Ils restent figés un instant.

L'équipage mortel vient de déboucher de la forêt sur leur droite.

A trois cents mètres, tout au plus.

Trois cents mètres qui les séparent de la mort.

Cette fois, c'est fini. Terminus, tout le monde descend.

Après quelques secondes d'immobilisme, ils veulent se remettre à courir.

Mais Hamzat ne peut pas. Ne peut plus. Ou ne veut plus.

Sarhaan et Eyaz ne le lâchent pas. Rémy s'y met aussi. Ils sont trois à le traîner de force tandis que les cavaliers se sont arrêtés pour jouir de la perspective. Que les chiens se sont mis à hurler au bout de leurs interminables longes tenues par les larbins du Lord.

Après vingt mètres de torture, Hamzat s'effondre.

— Partez ! s'écrie-t-il.

Les autres le relèvent encore, refusant d'abdiquer.

— Vous, partir ! répète le jeune Tchétchène. Vous… sauver !

Les cavaliers ne bougent toujours pas. Pourquoi ?

— Partir ! implore le blessé.

Sarhaan et Rémy se regardent, effarés. Rester et mourir ; ou courir et mourir plus tard. Abandonner leurs amis à leur funeste sort. Car Eyaz ne laissera pas son frangin. Ils partiront ensemble.

Les chevaux s'avancent lentement, ne se pressant même pas.

Hamzat supplie encore son frère. Mais celui-ci tient bon. Il le hisse de force sur son dos, essaie de progresser dans le bourbier malgré le fardeau sur ses épaules. Il chute, Sarhaan fait demi-tour pour venir lui filer un coup de main. Bien plus costaud que le Tchétchène, le voilà charriant Hamzat sur son échine.

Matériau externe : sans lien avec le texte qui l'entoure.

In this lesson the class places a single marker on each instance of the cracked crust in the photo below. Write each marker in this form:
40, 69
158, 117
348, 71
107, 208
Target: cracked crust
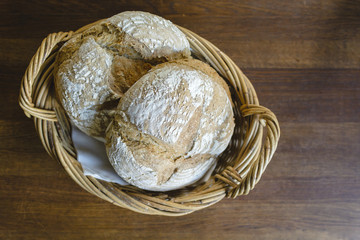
96, 67
170, 126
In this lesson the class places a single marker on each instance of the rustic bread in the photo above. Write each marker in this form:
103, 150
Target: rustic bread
170, 126
96, 67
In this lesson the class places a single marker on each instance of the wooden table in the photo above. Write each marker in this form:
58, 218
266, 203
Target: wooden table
303, 59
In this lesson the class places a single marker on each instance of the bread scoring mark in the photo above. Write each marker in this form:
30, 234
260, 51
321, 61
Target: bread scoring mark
83, 65
181, 110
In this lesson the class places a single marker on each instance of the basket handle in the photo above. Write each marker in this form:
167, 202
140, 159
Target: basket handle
231, 176
30, 79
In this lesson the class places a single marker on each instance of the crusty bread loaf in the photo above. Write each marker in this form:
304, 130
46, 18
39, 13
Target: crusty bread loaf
96, 67
170, 126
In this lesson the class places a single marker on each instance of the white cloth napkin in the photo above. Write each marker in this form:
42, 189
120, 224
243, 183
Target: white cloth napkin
91, 154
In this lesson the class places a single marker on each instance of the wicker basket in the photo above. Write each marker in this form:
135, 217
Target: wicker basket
239, 169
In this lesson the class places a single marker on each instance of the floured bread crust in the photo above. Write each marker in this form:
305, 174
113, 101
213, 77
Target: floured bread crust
96, 67
170, 126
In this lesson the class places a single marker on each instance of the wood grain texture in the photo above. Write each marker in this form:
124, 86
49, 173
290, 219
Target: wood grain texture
303, 59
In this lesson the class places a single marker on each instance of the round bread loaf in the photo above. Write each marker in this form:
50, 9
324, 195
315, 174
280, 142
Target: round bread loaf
96, 67
170, 126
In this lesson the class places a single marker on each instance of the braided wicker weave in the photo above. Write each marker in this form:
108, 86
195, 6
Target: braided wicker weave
239, 169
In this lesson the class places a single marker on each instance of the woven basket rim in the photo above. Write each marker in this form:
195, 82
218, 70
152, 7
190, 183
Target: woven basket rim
237, 177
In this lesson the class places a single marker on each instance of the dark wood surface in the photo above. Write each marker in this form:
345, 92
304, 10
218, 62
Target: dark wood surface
302, 57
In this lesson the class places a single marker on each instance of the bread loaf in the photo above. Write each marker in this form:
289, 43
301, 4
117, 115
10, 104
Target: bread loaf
170, 126
96, 67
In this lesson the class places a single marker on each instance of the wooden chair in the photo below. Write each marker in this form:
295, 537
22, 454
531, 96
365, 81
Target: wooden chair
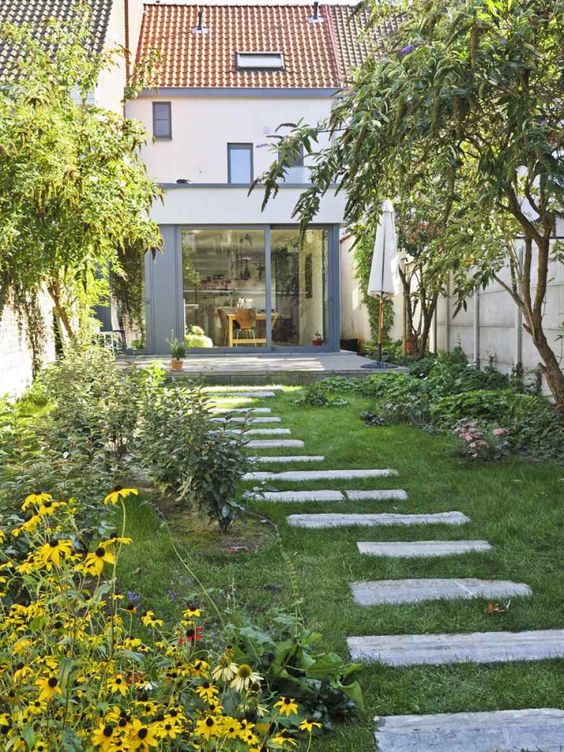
246, 318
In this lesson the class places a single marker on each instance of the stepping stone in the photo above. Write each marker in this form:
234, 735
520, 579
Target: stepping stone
273, 444
497, 731
295, 496
249, 410
252, 421
304, 476
421, 549
417, 590
290, 458
375, 520
242, 395
267, 431
236, 389
382, 495
477, 647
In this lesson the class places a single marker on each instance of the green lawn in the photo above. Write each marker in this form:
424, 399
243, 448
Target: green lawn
516, 506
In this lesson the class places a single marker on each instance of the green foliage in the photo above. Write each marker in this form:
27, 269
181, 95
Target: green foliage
190, 456
74, 194
289, 656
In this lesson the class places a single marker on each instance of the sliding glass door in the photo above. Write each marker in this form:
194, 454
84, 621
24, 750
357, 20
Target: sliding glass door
299, 288
256, 288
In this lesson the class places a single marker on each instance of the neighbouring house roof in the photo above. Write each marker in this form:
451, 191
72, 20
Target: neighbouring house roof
316, 55
36, 12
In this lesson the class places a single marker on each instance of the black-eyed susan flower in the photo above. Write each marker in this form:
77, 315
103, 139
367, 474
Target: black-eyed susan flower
118, 684
244, 678
309, 726
48, 687
93, 563
286, 706
118, 493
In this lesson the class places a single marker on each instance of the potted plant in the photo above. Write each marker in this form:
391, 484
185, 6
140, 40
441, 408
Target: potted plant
177, 353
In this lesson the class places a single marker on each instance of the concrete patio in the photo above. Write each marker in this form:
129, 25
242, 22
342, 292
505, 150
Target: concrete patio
264, 368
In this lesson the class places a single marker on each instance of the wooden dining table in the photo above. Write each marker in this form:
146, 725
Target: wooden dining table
232, 317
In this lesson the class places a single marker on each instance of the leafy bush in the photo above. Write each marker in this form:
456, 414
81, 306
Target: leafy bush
287, 654
83, 671
190, 455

Le Lord attrape sa carabine. Premières détonations.

Ils ne s'en sortiront pas s'ils n'accélèrent pas.

Hamzat l'a bien compris. Il renonce, définitivement, se laisse glisser sur le sol spongieux, se rendant intransportable.

Il confie quelques mots à son frère, sans doute une supplique. Puis, d'un simple regard, il enjoint à Sarhaan et Rémy d'agir avant qu'il ne soit trop tard.